Research Papers: Structures and Safety Reliability

Fatigue Design Recommendations for Conical Connections in Tubular Structures

[+] Author and Article Information
Inge Lotsberg

Veritasveien 1,
Høvik 1322, Norway
e-mail: Inge.Lotsberg@dnvgl.com

Contributed by the Ocean, Offshore, and Arctic Engineering Division of ASME for publication in the JOURNAL OF OFFSHORE MECHANICS AND ARCTIC ENGINEERING. Manuscript received December 25, 2017; final manuscript received July 2, 2018; published online August 13, 2018. Assoc. Editor: Kazuhiro Iijima.

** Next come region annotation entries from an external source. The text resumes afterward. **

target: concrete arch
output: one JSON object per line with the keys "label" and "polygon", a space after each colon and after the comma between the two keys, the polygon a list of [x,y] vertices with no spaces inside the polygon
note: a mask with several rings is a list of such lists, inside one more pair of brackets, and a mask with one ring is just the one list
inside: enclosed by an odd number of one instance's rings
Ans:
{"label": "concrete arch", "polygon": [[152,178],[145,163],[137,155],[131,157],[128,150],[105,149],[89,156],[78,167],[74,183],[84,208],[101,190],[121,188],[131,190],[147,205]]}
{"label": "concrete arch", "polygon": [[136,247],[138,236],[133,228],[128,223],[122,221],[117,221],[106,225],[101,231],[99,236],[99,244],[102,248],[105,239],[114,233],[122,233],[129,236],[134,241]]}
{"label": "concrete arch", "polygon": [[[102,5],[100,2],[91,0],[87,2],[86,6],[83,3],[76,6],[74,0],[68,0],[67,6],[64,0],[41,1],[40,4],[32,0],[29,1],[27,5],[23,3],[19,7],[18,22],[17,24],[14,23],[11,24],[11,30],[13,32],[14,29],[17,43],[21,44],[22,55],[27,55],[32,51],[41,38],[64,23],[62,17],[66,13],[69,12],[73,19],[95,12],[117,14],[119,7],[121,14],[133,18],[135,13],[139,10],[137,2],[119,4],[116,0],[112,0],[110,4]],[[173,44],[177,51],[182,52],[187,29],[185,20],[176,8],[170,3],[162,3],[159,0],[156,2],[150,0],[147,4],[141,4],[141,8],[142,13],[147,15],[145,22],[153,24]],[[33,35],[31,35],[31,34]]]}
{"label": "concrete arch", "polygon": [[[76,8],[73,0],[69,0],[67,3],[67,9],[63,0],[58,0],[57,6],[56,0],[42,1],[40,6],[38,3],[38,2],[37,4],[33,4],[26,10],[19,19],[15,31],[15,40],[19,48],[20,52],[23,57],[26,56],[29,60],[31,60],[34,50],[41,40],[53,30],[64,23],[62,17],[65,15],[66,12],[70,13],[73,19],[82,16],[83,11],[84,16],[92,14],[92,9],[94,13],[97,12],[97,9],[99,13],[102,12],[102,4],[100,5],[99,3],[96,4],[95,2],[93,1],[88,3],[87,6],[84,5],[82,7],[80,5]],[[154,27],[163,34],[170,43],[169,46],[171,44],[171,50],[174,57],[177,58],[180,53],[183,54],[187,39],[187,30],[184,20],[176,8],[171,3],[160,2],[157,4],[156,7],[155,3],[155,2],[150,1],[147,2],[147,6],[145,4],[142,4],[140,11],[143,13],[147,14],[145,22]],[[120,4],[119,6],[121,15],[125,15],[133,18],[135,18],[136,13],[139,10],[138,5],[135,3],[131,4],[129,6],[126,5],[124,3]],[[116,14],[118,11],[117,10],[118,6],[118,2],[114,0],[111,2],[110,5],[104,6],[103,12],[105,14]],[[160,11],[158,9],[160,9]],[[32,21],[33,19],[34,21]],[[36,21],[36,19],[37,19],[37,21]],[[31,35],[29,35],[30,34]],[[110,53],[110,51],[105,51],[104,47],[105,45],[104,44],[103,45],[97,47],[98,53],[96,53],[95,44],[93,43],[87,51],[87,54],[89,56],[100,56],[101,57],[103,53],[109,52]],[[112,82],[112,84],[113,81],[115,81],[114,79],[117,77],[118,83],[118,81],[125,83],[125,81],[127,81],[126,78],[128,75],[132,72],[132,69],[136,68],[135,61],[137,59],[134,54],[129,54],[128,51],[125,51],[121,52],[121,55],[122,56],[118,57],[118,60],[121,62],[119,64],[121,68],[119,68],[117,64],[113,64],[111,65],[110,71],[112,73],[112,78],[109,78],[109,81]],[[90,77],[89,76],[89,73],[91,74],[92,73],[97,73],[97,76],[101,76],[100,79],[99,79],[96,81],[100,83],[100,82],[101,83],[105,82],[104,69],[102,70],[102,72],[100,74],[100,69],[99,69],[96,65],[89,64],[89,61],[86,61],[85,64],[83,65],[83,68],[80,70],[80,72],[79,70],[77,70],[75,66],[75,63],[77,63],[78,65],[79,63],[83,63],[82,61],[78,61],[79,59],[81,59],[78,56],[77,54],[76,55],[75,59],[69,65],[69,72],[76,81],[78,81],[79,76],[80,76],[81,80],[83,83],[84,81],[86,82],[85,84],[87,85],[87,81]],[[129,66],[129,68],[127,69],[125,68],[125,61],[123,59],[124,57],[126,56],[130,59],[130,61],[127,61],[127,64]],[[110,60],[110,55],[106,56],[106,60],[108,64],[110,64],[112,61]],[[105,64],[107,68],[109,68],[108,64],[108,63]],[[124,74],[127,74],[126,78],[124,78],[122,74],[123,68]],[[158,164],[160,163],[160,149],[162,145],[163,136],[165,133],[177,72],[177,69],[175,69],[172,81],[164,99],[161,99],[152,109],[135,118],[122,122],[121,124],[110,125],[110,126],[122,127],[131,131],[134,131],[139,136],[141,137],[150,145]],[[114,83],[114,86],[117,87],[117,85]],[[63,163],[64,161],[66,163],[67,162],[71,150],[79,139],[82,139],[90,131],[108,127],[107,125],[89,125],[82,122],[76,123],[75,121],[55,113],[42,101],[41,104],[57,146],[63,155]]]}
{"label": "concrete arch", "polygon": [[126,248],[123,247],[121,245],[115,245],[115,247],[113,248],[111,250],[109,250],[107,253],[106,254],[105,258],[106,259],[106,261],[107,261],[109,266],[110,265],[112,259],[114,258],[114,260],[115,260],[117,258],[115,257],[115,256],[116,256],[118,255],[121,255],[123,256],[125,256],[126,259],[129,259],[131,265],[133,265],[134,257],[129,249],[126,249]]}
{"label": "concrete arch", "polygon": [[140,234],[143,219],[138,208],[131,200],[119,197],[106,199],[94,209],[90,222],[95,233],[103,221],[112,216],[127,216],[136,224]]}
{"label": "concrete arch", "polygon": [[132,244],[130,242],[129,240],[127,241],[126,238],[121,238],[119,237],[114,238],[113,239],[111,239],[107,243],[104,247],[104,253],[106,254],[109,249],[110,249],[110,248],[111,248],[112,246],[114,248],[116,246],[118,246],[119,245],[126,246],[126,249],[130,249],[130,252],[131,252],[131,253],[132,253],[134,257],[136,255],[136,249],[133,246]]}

J. Offshore Mech. Arct. Eng 141(1), 011604 (Aug 13, 2018) (7 pages) Paper No: OMAE-17-1225; doi: 10.1115/1.4040800 History: Received December 25, 2017; Revised July 02, 2018

Conical connections are important structural members for the integrity of most types of welded tubular structures. They are for example used in traditional jacket structures for oil and gas production and in monopiles for support of wind turbines where an optimal design is aimed for. From contact with the industry, it is noted that there is uncertainty about the basis for the stress concentration factors (SCF) for conical connections in design standards for fatigue assessment. This is related to how fabrication tolerances are accounted for and how a transition in thickness from the cone to the tubular or the cylinder should be made to minimize stresses due to thickness transitions and fabrication tolerances. Analytical expressions for stress concentrations at conical transitions are outlined in this paper to get a better understanding of the effect of thickness of the cone and the cylinder. By a proper basis for fatigue design, it is possible to control additional stresses from thickness transitions and fabrication tolerances at these connections.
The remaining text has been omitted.